Asked via phone if the email probe discovered anything more serious than the emails cited in the suit, Lyon said she wasn’t sure how to respond, but that the email investigation “was completely just a made-up pretext to substantiate their retaliation” against Smart.
Because Smart’s lawsuit is against both Woolery and the county government, the county Board of Supervisors gets to decide whether to fight the case in court or settle it.
Woolery has repeatedly drawn the ire of some county supervisors since he took office in early 2015.
That year, he challenged a retroactive $247,000 pension payment for Supervisor Shawn Nelson, who publicly had refused to take a county government pension and then succeeded in getting a ballot measure passed that he later said required him to receive a pension.
The following year, Woolery temporarily blocked taxpayer payments on several mass mailers from supervisors Andrew Do and Lisa Bartlett in the weeks before the June primary election. The mailers prominently featured the supervisors’ names as Do ran in a tight re-election and Bartlett sought a seat on the county Republican Party’s central committee.
Woolery said at the time he was concerned the mailers may violate state laws limiting how elected officials can display their names on publicly-funded mail.
After Do learned Smart had been placed on leave, Do brought it up at the Nov. 14 supervisors’ meeting.
“We have…very weird dynamics going on, where we have an auditor-controller that feels like he actually oversees this Board of Supervisors. Okay? He feels like he’s the one who gets to review, actually, the legality of everything we do,” Do said.
Under state law, Do and the other county supervisors decide how the county responds to lawsuits, including whether to seek a quick settlement or fight a given case, which can require people to testify under oath and turn over documents.
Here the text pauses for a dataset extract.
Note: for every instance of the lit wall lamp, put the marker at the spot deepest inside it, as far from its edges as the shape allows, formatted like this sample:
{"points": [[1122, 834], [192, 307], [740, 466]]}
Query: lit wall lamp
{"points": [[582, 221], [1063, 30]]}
Woolery is sponsoring a state bill, introduced last February, that would allow county auditor-controllers to hire their own attorneys for matters that pose a conflict of interest with their Board of Supervisors, instead of having to rely on attorneys that report to the supervisors.
The bill, SB 292, did well in Sacramento last year, winning a unanimous 40-0 vote from the state Senate in May, followed by a unanimous 9-0 vote to advance out of the Assembly Local Government Committee in June.
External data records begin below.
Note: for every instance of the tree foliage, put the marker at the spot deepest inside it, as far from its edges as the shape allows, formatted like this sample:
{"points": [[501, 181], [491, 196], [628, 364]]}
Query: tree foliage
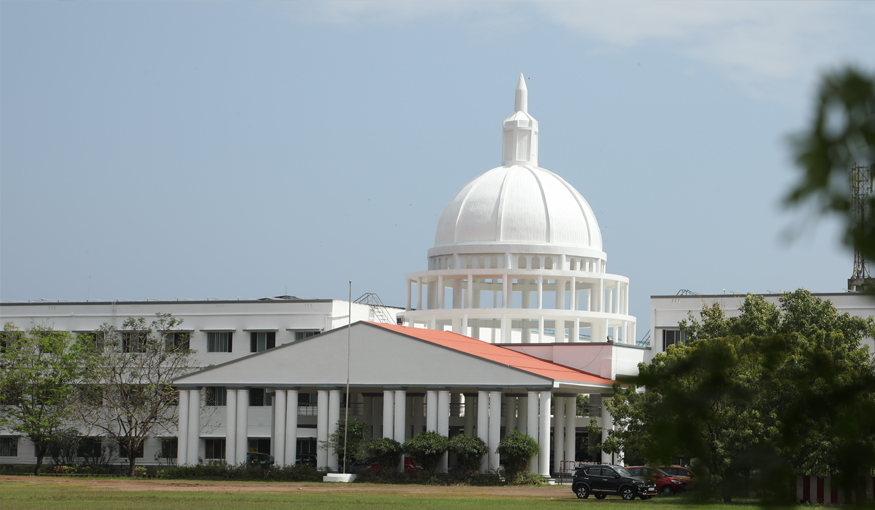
{"points": [[387, 453], [40, 367], [515, 449], [427, 447], [785, 389], [132, 398], [842, 133], [350, 437], [468, 450]]}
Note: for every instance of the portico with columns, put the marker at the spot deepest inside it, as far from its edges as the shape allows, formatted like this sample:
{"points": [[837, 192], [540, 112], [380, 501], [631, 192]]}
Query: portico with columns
{"points": [[402, 381]]}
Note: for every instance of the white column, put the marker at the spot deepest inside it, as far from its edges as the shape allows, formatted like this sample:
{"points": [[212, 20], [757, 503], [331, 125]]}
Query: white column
{"points": [[470, 413], [388, 414], [540, 292], [443, 424], [322, 404], [570, 427], [291, 426], [194, 415], [400, 415], [182, 429], [494, 428], [431, 410], [544, 435], [231, 426], [483, 426], [279, 428], [532, 428], [523, 415], [333, 417], [509, 413], [242, 424], [558, 433]]}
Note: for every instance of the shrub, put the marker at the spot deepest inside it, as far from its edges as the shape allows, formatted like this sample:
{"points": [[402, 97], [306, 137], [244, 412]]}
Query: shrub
{"points": [[516, 449], [469, 450], [427, 448], [387, 453]]}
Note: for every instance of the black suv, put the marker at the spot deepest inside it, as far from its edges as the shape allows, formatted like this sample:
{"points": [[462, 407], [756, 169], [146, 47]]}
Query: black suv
{"points": [[604, 480]]}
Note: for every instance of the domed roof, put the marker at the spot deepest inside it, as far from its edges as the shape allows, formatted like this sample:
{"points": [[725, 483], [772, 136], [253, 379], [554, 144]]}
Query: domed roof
{"points": [[518, 205]]}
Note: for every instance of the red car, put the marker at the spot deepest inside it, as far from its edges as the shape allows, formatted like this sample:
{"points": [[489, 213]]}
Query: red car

The bill’s momentum then slowed down, with no further votes held since June.
Woolery, a certified public accountant, previously served as Orange’s city treasurer and was elected as the county’s auditor-controller in 2014. He is running for re-election in June, and is the only candidate to have filed for the race as of Wednesday.
In her lawsuit, Smart said she was hired by the county in 2002 as a “Senior Auditor/Accountant,” eventually rising to higher-ranking positions and ultimately leading the internal audit division.
Through her suit, Smart is asking a Superior Court judge to order Woolery and the county to reinstate her at her county job, compensate her for lost wages and benefits, pay her attorney’s fees, and pay additional penalties.
The county’s response to the lawsuit hadn’t been filed as of Wednesday.
Woolery’s full emailed statement: “I believe in transparency and look forward to court where the evidence of Toni Smart’s abuses of the taxpayer will be shown. Unfortunately, the law does not allow for me to say why Ms. Smart was fired. Only Ms. Smart has the power to waive her right of confidentiality so the entire termination file can be disclosed. She will NOT be reinstated in her position; the Director of Internal Audit should be ethical, moral and beyond reproach. This lawsuit is a media stunt and its intent is to bilk the taxpayer into a settlement. This will not work. I hope the Voice of OC provides the same coverage after the County and my office are completely vindicated in court. Furthermore, I will continue to cooperate with law enforcement in any investigation of Ms. Smart’s abuses of her office.”